The government is actively considering introducing a law to ban ‘conversion therapy’. If you haven’t heard of it, ‘conversion therapy’ is any attempt by any means to alter the behaviour or identity of anyone who is gay, lesbian, bisexual, or transgender.

This is tricky territory for us as evangelicals. There are some extreme charismatic groups who claim to perform miraculous ‘deliverance ministries’ and dramatic healings to ‘cure’ LGBT people. That type of language is unhelpful, and makes the rest of us wince, and it may cause us to feel uncomfortable defending ‘conversion therapy’.

But be warned. The campaigners who are pushing for a ban on this don’t just have the extreme charismatics in their sights. They want to ban any church that preaches, teaches, prays, or gives pastoral counsel based upon biblical sexual ethics.

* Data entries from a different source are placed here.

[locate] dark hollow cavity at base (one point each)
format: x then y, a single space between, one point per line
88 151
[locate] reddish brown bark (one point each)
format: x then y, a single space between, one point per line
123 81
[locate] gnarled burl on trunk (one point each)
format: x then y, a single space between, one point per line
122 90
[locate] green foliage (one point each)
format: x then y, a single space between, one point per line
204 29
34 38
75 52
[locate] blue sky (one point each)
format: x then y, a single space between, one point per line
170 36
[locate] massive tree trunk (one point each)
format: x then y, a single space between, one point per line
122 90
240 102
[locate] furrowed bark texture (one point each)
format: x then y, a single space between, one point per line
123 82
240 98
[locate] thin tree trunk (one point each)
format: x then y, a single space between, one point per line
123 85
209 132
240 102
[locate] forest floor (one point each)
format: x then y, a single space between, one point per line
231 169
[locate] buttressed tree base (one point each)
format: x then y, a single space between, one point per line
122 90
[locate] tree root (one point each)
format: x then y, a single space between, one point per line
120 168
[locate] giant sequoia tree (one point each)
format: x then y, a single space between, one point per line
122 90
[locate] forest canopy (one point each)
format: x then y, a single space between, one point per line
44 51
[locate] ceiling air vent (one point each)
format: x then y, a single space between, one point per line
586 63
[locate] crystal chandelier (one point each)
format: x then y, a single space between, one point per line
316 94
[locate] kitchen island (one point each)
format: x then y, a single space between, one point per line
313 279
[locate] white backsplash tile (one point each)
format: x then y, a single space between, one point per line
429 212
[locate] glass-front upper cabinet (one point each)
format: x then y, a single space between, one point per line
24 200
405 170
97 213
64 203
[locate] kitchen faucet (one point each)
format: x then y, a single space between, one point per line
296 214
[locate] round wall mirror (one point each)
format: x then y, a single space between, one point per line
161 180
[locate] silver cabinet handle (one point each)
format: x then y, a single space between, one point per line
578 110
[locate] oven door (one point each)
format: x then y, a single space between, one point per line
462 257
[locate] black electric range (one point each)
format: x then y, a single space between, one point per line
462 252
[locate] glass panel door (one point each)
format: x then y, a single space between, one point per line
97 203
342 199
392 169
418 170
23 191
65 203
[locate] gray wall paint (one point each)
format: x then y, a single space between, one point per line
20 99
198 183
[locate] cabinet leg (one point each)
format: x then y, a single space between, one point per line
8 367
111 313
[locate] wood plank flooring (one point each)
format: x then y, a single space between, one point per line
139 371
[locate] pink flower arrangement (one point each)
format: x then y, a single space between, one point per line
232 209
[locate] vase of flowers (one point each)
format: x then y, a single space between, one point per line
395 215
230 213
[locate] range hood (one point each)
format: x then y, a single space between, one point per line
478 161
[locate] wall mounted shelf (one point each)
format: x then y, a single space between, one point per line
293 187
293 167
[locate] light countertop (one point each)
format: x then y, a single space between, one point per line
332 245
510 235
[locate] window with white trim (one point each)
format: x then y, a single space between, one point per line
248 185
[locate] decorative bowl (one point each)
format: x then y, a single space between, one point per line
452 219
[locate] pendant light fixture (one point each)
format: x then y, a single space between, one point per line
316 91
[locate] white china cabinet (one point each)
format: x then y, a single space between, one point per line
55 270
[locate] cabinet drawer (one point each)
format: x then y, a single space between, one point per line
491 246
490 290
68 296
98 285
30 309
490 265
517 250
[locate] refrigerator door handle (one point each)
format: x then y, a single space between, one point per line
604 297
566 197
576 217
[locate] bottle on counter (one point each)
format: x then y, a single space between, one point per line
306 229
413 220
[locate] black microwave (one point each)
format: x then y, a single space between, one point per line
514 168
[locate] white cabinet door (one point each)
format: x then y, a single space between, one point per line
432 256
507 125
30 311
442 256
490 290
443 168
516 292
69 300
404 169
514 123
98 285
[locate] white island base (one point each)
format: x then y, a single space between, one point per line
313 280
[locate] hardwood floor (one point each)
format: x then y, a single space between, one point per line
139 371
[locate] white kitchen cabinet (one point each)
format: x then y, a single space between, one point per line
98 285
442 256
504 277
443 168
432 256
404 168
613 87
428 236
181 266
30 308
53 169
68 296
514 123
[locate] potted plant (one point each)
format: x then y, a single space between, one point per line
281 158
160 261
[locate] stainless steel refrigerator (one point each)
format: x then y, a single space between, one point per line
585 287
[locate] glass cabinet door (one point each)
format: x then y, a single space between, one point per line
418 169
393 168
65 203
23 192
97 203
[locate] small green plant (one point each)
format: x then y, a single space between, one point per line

As published on our front page in this edition, campaigners say that unless your church ‘affirms’ and creates a ‘safe space’ for LGBT people, you are sailing close to the wind and risking future high-profile prosecution. That shows how this law could be used if it came into force. That may not be the government’s intention, but that’s what the campaigners want.

It is worth saying, there are strong laws which defend the religious liberty of Christian individuals and Christian churches. It is simply wrong to say any church is already ‘sailing close to the wind’. We should not be intimidated into self-censorship. That is what these campaigners want, and we shouldn’t do their job for them.

Some evangelicals have already buckled under the pressure of the culture and spoken of the need to affirm people who struggle with LGBT temptations. Yes, we must show compassion and understanding to anyone who is struggling with temptation – whatever that temptation may be – but we cannot affirm sinful desires. We must not be afraid to call a sin a sin. And we must not go soft on biblical teaching.